Alexander Payne on The Descendants

The writer-director would rather talk craft than the Oscar race

First published on 5 Jan 2012. Updated on 5 Jan 2012.

When a movie by Alexander Payne comes out – lately, that’s not as frequent as we’d like; it’s been seven years – certain expectations are raised. A leading actor will plunge deeply into Payne’s distinct vein of comic frustration, and if they’re not already one of the all-time greats (Jack Nicholson in About Schmidt, say), they will emerge as one: Election’s Reese Witherspoon or Sideways’ Paul Giamatti. Only five features into his career, Payne has become a dependable forger of prestige performances; his studios know this, and to watch the TV spot for the director’s latest, The Descendants, in which George Clooney dashes around in his Hawaiian flip-flops while a voiceover declares that the Oscar race is on, is to see the awards albatross slung around his neck. He hates it.

“One thing I abhor now—” Payne is just getting started— “are the people coming up to me and saying, ‘You have a lot of competition this year.’ I just want to deck them. Because there is no competition in film. I would love to have a film of mine come out during a year in which there are many wonderful American films. I want there to be great American films, always.” The director, a self-described geek who needs no prodding to go broad, can sometimes speak in pronouncements. (He once published a manifesto in Variety calling for “cinema that is intelligent, uplifting and human”,)
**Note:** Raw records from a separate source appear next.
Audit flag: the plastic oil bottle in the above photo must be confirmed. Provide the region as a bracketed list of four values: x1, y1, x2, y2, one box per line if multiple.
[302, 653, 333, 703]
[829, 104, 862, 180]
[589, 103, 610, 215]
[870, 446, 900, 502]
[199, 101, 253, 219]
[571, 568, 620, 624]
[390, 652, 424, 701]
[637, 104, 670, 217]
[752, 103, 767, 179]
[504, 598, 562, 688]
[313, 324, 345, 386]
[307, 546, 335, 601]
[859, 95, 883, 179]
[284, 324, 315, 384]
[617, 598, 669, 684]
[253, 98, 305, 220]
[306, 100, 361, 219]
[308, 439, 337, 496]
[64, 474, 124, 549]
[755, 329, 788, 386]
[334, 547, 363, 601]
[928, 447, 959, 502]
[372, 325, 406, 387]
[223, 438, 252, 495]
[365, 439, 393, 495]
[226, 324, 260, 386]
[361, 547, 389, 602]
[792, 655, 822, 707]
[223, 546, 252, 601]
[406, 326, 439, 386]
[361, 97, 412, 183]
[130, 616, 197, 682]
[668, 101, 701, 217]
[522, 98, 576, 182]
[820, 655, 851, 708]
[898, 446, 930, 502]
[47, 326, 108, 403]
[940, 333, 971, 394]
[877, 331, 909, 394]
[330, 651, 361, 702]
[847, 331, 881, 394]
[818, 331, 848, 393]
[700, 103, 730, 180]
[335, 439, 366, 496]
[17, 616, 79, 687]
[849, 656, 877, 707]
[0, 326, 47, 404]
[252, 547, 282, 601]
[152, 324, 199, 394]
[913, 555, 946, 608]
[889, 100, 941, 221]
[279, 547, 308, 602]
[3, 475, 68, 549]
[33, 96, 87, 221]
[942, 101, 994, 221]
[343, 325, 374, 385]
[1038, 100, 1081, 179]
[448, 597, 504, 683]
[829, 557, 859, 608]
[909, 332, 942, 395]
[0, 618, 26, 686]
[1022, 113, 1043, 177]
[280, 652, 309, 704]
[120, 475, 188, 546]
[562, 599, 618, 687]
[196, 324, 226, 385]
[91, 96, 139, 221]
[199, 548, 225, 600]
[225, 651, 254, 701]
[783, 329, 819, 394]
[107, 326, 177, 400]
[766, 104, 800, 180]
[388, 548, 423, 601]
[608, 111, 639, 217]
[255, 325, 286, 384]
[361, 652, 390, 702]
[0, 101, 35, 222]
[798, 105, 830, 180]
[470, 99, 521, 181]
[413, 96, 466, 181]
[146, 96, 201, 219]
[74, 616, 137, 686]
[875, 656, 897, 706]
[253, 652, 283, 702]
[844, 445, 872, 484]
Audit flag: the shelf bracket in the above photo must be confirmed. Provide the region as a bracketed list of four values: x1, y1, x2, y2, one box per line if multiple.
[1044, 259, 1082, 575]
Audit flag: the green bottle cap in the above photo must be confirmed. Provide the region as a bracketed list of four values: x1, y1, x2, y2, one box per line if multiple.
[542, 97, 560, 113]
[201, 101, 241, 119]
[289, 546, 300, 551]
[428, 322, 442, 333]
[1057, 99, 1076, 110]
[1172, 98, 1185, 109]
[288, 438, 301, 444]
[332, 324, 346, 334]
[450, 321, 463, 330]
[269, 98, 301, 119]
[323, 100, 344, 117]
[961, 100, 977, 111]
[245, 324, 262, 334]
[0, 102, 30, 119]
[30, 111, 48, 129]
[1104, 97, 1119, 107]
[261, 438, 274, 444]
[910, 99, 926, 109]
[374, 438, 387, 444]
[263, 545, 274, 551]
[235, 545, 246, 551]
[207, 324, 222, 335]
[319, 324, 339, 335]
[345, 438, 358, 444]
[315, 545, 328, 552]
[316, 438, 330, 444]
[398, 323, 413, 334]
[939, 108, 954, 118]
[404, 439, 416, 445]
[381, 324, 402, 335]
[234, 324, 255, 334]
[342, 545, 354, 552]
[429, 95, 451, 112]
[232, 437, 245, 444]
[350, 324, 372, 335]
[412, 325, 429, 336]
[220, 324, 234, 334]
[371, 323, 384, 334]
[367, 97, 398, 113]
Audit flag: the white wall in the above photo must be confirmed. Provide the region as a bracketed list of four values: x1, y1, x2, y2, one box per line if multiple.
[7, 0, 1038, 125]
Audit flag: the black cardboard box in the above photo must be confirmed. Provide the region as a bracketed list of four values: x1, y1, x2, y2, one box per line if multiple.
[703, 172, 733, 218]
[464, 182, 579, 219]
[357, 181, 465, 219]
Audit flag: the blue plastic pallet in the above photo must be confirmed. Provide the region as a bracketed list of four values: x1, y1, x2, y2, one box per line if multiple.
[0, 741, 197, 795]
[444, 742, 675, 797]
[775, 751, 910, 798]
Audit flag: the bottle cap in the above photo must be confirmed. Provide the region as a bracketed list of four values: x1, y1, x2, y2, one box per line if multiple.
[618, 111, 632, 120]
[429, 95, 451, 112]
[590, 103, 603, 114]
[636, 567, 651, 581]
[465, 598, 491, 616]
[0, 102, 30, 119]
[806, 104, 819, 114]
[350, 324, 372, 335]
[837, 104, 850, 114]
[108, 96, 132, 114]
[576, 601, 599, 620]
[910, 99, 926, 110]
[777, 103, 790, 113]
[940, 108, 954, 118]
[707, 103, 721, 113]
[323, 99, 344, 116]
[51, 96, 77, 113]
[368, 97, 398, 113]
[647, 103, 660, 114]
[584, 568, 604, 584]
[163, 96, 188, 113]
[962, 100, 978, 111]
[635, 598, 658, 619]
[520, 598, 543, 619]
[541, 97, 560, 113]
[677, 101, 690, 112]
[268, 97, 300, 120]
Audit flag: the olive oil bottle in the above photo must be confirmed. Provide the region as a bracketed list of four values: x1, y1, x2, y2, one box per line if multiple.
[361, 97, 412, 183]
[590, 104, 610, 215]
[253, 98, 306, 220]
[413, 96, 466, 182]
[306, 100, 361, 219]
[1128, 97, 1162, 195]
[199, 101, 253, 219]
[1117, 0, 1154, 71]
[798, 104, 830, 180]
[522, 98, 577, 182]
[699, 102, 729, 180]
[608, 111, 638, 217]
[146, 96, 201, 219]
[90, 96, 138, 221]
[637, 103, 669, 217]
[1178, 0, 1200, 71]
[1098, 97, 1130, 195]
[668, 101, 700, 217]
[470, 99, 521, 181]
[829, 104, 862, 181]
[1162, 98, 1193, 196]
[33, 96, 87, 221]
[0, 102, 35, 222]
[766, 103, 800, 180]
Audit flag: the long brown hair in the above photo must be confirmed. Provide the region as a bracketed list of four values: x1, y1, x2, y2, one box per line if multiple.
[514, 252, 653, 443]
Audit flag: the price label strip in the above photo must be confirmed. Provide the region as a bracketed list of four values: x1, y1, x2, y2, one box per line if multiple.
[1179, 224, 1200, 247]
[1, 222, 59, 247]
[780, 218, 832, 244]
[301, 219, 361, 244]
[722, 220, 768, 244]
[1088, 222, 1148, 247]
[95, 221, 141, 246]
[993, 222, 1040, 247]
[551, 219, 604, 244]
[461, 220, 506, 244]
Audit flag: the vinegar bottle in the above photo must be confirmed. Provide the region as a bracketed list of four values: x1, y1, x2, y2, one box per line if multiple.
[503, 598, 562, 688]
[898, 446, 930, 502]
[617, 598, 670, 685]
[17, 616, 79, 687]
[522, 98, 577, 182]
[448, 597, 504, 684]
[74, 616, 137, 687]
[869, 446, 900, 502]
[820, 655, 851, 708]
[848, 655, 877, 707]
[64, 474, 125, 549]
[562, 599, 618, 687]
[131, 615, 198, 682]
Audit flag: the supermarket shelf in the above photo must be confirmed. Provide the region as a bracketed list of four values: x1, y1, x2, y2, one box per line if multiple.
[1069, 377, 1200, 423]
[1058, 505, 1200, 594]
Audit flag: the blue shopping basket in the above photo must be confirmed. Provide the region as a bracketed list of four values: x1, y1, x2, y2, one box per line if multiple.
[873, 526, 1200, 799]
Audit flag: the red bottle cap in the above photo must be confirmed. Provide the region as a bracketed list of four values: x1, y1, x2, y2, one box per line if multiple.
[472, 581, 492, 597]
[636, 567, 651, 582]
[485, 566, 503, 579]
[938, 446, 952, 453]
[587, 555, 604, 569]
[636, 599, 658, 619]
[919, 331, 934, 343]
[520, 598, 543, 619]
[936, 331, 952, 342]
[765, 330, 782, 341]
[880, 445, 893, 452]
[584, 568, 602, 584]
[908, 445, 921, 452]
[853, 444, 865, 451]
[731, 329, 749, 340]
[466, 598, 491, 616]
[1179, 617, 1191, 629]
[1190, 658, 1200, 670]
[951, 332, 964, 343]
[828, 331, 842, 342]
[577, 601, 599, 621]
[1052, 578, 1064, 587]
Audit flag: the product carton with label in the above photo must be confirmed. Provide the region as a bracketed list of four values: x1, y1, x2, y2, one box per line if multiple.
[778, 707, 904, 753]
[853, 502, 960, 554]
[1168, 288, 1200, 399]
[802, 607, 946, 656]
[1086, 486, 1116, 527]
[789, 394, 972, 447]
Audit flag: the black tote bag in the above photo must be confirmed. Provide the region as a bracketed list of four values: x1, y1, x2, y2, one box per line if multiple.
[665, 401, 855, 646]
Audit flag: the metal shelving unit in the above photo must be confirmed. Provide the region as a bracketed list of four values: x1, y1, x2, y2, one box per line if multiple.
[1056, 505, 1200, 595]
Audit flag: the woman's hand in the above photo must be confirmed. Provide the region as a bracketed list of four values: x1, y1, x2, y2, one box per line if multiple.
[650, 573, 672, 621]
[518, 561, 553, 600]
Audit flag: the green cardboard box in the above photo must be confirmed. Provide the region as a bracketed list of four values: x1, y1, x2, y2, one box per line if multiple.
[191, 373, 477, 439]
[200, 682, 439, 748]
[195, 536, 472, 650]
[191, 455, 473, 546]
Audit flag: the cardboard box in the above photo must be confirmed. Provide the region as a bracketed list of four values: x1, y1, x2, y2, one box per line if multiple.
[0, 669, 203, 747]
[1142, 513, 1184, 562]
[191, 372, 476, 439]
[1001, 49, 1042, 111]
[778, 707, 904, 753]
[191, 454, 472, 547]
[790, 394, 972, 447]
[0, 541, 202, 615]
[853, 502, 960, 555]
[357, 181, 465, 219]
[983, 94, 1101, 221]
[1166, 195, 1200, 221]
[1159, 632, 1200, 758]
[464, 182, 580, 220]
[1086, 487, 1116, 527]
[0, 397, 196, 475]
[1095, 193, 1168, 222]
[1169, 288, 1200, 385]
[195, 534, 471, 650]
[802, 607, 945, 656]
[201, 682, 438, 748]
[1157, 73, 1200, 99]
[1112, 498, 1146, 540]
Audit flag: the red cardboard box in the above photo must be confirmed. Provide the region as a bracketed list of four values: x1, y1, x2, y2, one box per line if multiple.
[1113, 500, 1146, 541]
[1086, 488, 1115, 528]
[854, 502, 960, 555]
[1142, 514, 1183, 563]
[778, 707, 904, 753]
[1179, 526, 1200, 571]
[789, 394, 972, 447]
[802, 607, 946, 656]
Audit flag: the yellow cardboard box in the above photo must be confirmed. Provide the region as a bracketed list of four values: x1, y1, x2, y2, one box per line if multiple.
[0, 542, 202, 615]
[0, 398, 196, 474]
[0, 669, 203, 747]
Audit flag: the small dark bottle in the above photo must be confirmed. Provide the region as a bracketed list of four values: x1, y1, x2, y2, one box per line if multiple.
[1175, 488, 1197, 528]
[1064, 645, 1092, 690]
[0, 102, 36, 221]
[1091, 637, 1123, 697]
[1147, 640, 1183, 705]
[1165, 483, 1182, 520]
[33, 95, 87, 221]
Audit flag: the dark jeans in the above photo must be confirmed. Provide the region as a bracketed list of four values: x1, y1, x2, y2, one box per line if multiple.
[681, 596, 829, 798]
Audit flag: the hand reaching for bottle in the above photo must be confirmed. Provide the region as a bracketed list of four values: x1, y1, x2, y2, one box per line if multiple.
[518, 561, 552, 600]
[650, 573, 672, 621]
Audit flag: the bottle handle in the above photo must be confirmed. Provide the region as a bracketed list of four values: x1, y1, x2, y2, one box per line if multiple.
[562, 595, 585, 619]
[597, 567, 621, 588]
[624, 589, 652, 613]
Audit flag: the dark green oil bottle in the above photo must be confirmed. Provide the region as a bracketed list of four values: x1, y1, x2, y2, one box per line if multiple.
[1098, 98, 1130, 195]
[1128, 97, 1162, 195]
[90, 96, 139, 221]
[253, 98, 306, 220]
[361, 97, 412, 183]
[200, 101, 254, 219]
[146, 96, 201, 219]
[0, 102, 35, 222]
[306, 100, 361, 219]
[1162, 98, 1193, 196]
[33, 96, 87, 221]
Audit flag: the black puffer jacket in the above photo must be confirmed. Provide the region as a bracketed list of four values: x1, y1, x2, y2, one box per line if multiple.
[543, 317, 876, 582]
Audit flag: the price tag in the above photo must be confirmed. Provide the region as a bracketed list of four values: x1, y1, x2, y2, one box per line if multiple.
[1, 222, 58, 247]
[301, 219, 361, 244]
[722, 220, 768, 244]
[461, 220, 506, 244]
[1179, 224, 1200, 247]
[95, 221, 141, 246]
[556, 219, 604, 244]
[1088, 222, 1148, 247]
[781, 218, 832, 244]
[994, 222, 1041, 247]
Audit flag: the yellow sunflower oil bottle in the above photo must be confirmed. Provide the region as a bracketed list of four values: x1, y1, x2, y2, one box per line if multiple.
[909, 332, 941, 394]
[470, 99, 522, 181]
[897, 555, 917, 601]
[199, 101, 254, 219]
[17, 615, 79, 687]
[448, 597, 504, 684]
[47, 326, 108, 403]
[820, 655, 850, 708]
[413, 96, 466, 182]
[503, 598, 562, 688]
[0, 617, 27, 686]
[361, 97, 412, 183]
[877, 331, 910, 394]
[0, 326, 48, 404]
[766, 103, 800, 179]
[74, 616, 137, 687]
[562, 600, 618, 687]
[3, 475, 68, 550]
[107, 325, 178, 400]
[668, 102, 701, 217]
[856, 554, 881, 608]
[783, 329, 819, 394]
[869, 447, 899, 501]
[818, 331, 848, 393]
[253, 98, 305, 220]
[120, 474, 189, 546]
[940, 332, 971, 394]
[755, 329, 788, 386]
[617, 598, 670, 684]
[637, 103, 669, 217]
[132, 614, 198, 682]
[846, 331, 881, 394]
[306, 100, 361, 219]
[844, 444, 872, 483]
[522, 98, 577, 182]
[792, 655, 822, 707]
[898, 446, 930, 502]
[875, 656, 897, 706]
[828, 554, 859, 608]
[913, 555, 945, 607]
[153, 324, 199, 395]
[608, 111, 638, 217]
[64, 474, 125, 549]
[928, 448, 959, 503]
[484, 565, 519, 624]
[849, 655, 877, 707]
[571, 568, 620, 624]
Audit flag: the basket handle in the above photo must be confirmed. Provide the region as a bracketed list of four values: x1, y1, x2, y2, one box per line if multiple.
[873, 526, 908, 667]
The funny thing is that you warm to Payne’s professorial manner, one that might draw him back to UCLA, his alma mater, to teach in 2013 (or so he hopes) – and, indeed, to write many characters who have been lovable if slightly fatuous teachers. Payne’s comedies are the opposite of didactic. The Descendants, starring Clooney as a cuckolded Honolulu lawyer trying to mend bonds with his two daughters, brings a new element of randomness to the formula: the messiness of life.

“You’re out there in the elements trying to put something together,” Payne says of a movie set, the place he most loves being, “and you have this beautiful singularity of purpose, which is missing from the chaos of the rest of my life. Many people who work in film, the rest of their lives are a shambles.” Has he said too much? (There’s been a divorce and some developmental dead ends since 2004’s Sideways.) “No, I’m exaggerating for comic effect,” Payne insists. “One always feels between films just like Martin Sheen at the beginning ofApocalypse Now, hanging out in that hotel room doing naked tai chi and waiting for the next assignment. You meet old directors in Hollywood and all they say is, ‘I can’t get a film made now.’ ” Payne pauses for a joke: “Parentheses, ‘you fucker.’ ”
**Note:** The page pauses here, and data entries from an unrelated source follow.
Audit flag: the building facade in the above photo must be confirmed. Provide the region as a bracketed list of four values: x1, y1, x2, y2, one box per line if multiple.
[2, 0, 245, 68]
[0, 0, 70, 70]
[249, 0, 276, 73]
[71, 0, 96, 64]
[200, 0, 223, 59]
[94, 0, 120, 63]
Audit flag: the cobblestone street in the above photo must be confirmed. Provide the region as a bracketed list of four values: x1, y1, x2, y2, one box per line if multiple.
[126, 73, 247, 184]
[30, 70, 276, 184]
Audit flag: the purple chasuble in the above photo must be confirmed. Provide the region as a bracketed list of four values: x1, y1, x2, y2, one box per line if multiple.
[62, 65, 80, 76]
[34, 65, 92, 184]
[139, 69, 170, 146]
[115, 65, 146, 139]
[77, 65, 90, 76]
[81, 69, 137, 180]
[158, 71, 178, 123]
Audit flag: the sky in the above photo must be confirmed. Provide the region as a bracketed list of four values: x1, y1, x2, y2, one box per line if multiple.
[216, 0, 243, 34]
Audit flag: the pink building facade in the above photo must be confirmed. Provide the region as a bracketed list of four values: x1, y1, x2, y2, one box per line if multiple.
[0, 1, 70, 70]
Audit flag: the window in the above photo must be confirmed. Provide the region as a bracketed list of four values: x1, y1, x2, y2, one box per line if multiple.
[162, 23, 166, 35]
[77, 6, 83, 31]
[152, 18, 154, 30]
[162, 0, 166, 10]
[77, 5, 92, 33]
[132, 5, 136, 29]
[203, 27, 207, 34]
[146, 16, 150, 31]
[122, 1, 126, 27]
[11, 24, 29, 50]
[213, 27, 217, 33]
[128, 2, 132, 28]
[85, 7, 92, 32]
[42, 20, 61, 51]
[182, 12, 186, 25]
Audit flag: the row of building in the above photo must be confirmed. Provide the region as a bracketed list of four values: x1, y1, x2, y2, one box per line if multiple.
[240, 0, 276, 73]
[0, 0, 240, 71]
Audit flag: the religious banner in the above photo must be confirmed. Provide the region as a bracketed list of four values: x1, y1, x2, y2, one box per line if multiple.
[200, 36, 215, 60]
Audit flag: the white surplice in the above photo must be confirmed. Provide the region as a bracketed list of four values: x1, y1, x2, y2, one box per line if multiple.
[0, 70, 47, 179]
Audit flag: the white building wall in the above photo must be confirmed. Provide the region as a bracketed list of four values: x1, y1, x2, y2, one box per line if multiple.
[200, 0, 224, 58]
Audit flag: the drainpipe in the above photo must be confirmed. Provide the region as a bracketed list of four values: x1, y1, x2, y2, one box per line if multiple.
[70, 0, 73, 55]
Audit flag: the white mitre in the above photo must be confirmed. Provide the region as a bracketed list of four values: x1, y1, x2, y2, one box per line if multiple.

Still, you have to wonder about those seven years and the quietly intense man that’s emerged from them. “Look, my first four pictures came in pretty fast succession – four films in eight years,” Payne explains. “Then I just got stuck writing another screenplay with Jim [Taylor, his scripting partner] that took two and a half years.” (Of that legendary sci-fi project, Downsizing, Payne says, “It’s currently aging in an oak cask.”)
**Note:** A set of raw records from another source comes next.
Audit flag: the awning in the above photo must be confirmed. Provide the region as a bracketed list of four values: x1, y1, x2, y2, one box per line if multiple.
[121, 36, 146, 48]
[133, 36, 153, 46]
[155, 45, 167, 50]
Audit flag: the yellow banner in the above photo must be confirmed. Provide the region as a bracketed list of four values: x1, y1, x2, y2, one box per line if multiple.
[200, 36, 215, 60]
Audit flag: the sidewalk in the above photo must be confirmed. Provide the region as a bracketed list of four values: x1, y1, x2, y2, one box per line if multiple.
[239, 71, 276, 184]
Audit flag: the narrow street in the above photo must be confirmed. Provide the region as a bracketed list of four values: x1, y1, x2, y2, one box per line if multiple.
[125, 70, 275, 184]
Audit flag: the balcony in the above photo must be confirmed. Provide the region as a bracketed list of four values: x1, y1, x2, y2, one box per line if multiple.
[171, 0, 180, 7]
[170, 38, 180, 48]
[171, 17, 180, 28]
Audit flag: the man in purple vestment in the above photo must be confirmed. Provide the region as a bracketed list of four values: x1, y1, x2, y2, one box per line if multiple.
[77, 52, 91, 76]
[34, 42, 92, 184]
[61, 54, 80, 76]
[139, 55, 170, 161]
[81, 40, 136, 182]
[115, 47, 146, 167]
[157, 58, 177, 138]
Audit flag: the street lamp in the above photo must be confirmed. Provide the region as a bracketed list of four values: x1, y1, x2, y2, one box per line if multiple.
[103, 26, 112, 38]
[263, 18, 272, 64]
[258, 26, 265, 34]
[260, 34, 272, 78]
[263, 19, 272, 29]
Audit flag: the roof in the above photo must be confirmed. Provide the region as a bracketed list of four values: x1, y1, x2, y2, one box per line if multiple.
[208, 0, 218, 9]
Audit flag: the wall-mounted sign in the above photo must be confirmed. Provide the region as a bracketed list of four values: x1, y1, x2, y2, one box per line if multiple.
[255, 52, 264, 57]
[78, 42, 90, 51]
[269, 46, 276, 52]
Payne kept busy with producing and says it was Kaui Hart Hemmings’s 2007 novel that really drew him back into the feature game, inspiring him to write his first solo draft since film school. (Earlier passes on the material were scrapped.) “The economy had just tanked, so it’s as though the Hawaiian gods were somehow saying, ‘Come unto us', ” Payne recalls. “Could I really find my own way into it? It’s a deceptively good read. Her writing style is simple and nonemphatic, just as I want my film style to be, which is accessible and classical. But the more I read it, the more I saw what was going on.”

Only a handful of months after Payne finished his Descendants script in 2009, the cameras were rolling and the passion was flowing. “Now, thank god, I have my next two features lined up, so I’m going to swing from film to film like a monkey from branch to branch,” he says. Those films are the tentatively titled Nebraska, an arty-sounding b&w father-son road movie for which Payne has improbably secured funding, and a Daniel Clowes graphic-novel adaptation, Wilson.

“I like being a disciplined filmmaker,” Payne says. “It forces me to be more precise.” Yet he also knows how the game is played: “I’ve now done three projects in a row that have come in under budget, and you don’t get a medal for it. You can’t sacrifice quality just to be Mr. Good Boy.” Oscars or no, that hardly seems likely.

The Descendants screens from Thu 12 Jan 2012.